Tu vas pouvoir lui montrer ce que tu sais faire. ‒ Viens d’abord entre mes cuisses manger mon petit

abricot, je partirai plus à fond et je veux qu’il te

voie tout faire ! Montre-lui combien je suis bonne à déguster,

viens me boire. Je n’ai pas besoin d’autre incitation pour obéir

à ma chérie et venir, entre ses jambes largement ouvertes,

poser mes lèvres sur celles de son minou et ma langue sur

son pistil. Nous sommes tous deux très excités à l’idée

de baiser devant un voyeur et je la sens ruisseler dans ma

bouche. Elle houle et gémit immédiatement et je ne puis

faire moins que de constater que l’amplitude de ses

mouvements et la force de ses gémissements me paraissent

un peu excessif. Marie parait bel et bien jouir plus intensément

encore que d’habitude. Se donner ainsi très délibérément

en spectacle paraît l’exciter profondément.
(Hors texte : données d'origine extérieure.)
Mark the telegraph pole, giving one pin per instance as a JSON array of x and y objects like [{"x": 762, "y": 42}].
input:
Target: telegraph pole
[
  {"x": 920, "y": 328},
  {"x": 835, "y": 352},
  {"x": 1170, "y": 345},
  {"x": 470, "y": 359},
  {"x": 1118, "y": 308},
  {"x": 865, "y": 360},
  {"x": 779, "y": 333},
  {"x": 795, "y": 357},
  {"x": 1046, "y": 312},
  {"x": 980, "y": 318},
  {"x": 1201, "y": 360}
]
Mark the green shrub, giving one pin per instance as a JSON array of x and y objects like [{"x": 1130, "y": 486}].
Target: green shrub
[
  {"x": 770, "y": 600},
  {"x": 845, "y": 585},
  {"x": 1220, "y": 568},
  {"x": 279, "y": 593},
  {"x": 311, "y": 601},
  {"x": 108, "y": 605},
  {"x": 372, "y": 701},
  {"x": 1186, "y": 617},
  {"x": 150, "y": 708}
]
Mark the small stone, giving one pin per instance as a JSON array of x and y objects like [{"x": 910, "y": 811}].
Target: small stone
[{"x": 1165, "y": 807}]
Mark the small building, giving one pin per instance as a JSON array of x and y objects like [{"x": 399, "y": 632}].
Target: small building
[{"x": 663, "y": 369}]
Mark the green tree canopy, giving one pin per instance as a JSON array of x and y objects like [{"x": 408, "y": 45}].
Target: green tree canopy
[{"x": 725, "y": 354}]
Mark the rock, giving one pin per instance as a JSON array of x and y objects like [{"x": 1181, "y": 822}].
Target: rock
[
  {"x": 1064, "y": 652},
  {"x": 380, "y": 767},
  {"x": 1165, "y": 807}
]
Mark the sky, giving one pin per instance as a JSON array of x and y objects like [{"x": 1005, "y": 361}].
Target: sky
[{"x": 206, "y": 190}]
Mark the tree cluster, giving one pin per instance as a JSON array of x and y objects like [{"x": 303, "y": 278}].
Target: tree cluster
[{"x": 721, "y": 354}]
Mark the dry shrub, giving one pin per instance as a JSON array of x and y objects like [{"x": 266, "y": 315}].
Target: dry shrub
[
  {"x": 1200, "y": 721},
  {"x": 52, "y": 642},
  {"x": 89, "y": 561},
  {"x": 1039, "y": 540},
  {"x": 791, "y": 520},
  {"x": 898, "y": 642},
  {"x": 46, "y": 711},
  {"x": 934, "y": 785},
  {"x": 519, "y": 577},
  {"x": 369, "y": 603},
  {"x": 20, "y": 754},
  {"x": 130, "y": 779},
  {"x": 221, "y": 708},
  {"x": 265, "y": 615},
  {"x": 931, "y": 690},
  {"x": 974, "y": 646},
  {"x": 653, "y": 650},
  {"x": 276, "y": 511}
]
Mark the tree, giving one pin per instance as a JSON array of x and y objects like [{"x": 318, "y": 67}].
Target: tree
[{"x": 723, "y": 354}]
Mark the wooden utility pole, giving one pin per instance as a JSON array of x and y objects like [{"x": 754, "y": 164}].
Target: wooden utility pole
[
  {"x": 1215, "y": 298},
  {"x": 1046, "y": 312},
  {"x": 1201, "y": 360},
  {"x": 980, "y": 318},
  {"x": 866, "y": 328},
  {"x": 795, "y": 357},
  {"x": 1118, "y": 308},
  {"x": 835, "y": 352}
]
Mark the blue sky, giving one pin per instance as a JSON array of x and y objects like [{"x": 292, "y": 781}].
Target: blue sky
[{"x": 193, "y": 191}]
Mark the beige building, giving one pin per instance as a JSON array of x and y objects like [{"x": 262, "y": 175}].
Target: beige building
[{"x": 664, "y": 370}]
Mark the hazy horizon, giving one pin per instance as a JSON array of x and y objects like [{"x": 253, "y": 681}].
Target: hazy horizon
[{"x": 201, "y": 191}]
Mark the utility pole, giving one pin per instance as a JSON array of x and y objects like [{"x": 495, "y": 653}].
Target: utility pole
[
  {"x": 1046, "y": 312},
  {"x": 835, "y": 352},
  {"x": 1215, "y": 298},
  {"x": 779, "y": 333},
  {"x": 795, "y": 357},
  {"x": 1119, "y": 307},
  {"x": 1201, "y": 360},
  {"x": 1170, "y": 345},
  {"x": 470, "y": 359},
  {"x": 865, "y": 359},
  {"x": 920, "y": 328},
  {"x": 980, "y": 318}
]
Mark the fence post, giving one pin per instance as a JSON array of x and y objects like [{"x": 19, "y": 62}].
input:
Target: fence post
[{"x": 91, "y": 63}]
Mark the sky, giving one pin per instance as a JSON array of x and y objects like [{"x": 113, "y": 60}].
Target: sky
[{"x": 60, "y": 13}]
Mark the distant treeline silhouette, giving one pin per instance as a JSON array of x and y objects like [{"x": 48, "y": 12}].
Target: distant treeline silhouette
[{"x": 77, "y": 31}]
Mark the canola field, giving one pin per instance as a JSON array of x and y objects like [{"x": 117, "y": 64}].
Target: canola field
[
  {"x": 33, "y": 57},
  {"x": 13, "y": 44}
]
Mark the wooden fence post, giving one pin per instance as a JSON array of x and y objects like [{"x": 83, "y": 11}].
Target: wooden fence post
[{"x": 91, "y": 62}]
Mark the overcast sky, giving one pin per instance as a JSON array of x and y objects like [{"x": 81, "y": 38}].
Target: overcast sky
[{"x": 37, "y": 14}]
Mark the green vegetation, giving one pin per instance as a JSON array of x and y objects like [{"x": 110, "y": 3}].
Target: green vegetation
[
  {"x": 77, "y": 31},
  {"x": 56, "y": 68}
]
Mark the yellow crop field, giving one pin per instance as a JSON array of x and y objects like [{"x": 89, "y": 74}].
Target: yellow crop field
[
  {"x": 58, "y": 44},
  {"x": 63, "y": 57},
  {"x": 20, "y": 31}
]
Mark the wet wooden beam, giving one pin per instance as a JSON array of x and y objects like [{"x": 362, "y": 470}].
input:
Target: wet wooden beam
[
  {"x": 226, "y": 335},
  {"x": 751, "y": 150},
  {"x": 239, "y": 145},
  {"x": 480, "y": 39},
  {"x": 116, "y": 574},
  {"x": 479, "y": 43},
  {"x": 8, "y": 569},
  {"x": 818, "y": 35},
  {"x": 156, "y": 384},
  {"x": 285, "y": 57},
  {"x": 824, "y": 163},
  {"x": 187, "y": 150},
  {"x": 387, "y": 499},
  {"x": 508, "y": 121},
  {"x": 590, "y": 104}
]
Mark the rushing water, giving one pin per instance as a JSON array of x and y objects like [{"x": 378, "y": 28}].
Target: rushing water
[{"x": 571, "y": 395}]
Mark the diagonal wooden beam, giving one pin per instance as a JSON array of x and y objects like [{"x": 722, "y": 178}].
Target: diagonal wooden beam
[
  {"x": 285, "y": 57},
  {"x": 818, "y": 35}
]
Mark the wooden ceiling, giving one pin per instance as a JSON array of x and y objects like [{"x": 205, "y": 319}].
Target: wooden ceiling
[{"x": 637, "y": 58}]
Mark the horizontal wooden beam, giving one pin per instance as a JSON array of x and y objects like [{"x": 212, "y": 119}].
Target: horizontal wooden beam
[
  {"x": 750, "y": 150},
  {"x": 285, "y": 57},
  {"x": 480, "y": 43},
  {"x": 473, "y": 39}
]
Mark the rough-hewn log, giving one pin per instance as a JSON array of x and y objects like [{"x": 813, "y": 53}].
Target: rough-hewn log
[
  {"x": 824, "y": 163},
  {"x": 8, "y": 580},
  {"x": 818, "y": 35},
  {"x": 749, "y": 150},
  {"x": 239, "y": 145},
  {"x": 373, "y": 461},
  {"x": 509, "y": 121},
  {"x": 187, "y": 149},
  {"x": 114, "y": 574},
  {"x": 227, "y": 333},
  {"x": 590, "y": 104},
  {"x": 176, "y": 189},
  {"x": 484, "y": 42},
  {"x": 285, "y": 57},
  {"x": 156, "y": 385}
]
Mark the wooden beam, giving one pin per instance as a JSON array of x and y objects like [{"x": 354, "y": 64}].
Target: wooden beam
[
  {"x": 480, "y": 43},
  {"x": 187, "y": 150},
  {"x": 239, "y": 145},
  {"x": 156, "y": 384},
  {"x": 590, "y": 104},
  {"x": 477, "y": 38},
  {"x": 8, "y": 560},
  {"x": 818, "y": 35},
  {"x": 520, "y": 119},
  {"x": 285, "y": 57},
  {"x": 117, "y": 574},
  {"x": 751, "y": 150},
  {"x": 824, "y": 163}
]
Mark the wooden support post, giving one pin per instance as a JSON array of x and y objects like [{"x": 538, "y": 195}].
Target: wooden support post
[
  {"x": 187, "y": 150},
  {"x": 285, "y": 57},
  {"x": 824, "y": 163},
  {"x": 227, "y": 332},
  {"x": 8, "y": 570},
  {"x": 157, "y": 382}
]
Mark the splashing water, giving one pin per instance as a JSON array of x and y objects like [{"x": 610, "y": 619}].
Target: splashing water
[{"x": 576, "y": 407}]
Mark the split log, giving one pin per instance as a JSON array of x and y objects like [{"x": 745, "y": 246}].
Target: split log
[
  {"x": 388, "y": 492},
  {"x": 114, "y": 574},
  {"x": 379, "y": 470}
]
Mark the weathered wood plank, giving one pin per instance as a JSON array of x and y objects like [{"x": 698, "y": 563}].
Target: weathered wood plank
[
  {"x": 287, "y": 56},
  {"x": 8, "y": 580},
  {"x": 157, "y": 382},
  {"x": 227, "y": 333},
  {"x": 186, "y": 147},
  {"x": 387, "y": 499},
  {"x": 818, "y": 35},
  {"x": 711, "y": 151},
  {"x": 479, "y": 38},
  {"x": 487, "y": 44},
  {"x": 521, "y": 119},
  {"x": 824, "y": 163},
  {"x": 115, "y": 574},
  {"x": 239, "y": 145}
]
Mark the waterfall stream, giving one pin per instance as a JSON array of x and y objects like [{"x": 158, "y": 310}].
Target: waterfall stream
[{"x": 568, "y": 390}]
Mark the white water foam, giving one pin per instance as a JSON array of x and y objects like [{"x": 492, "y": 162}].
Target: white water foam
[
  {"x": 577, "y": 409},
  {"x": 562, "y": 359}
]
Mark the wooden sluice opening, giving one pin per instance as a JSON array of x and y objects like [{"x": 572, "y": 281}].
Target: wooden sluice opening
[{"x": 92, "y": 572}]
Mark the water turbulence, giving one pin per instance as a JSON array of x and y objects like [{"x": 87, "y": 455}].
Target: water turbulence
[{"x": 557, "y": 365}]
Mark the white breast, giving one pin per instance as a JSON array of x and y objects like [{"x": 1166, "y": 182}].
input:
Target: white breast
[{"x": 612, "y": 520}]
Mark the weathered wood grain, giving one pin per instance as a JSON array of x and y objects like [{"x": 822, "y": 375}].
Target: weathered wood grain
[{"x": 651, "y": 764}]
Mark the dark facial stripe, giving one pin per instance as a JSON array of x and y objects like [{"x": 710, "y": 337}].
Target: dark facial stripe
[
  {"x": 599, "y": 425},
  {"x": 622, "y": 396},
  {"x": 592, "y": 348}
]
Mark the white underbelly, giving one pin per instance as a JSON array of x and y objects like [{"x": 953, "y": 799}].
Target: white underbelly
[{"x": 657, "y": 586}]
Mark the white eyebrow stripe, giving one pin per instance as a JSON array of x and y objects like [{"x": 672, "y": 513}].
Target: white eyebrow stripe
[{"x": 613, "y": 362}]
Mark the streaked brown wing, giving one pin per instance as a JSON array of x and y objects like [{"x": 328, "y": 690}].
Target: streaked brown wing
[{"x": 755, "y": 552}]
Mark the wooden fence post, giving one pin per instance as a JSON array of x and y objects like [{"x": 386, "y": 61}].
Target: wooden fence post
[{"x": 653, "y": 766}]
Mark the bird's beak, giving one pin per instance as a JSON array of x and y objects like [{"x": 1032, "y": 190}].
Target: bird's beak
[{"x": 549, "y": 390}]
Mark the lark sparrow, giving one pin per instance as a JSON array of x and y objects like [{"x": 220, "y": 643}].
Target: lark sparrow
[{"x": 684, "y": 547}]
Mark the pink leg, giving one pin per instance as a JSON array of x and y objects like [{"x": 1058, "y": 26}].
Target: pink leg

Je ne

veux pas qu’elle explose ainsi et lui demande comment

elle préfère me voir continuer. ‒ Attend, je me mets à genoux, prends-moi comme une chienne,

ce salaud jouira mieux de te voir me posséder comme ça. Puisqu’elle le veut… je la retourne, lui fait cambrer

la croupe et m’enfonce lentement en elle en la tenant

aux hanches. ‒ Chéri, ta pine est comme une barre de fer, mets-moi bien

à fond! …Ah!, tu me défonces, ça te fait jouir, toi aussi

de me baiser devant ce type, plus fort, vas-y, fais moi gueuler

de plaisir, je vais venir… ‒ Et s’il vient ? Qu’est-ce qu’on fait ? ‒ On baise ! Plante-moi bien à fond ! Je lui obéis et, la prenant aux hanches, la possède puissamment

en venant faire claquer mon ventre contre ses fesses. La

tête relevée, elle gémit et râle bruyamment à chaque pénétration

profonde, elle se trémousse comme une possédée et paraît

tendre encore plus sa croupe pour mieux se faire saillir.

Quelle chienne, doit penser ce pauvre type ! ‒ Ça y est… je viens…fout moi fort…inonde-moi! La description est trop précise et proférée à trop haute

voix pour être destinée à moi seul. Il n’en reste pas

moins qu’elle jouit vraiment comme une reine et s’écroule

sous moi en poussant un hurlement de louve. Peut-être un

peu fatiguée de sa démonstration, elle reste anéantie

à plat ventre sur sa serviette, comme sa jouissance l’a

laissée. Je m’assois à côté d’elle et inspecte

l’horizon, mais rien ne vient. Si, à ce moment, cet

imbécile était revenu vers nous, je suppose qu’elle

ne se serait pas refusée à lui alors qu’il lui suffisait

de se glisser dans un antre encore ouvert et sans défense,

mais il n’a pas su en profiter. Elle devra donc attendre

encore quelques temps pour pouvoir comparer ma technique

à celle d’un autre partenaire. Un moment plus tard,

elle émerge en souriant: ‒ Tu crois qu’il est parti ? ‒ Je pense, il n’y a plus rien à voir. Mais qu’est-ce

que tu aurais fait s’il était venu vers nous? ‒ Rien, tu lui aurais dis de passer son chemin. Tu n’aurais

quand même pas voulu, en plus de lui donner du spectacle,

que je lui donne l’occasion de me baiser ? ‒ Pourquoi pas ? C’était à toi de décider, mais si tu

en as envie, je ne t’empêche pas de te taper un mec qui

te plait. Tu étais superbe de t’exhiber ainsi, ça m’a

vraiment plu, mais je crois que j’apprécierai encore

plus de te voir faire l’amour avec un autre homme. Elle sourit, ne répond ni oui ni non, en tout cas elle ne pousse

aucune clameur indignée. Je lui ai déjà laissé entendre

que je la laissais totalement libre mais elle n’est

sans doute pas encore prête à en profiter devant moi. Cet

épisode me conforte pourtant dans l’intention de

dévergonder toujours plus ma femme qui présente de telles

dispositions et pourrait devenir avec moi une véritable

petite pute, pour notre plus grand plaisir commun.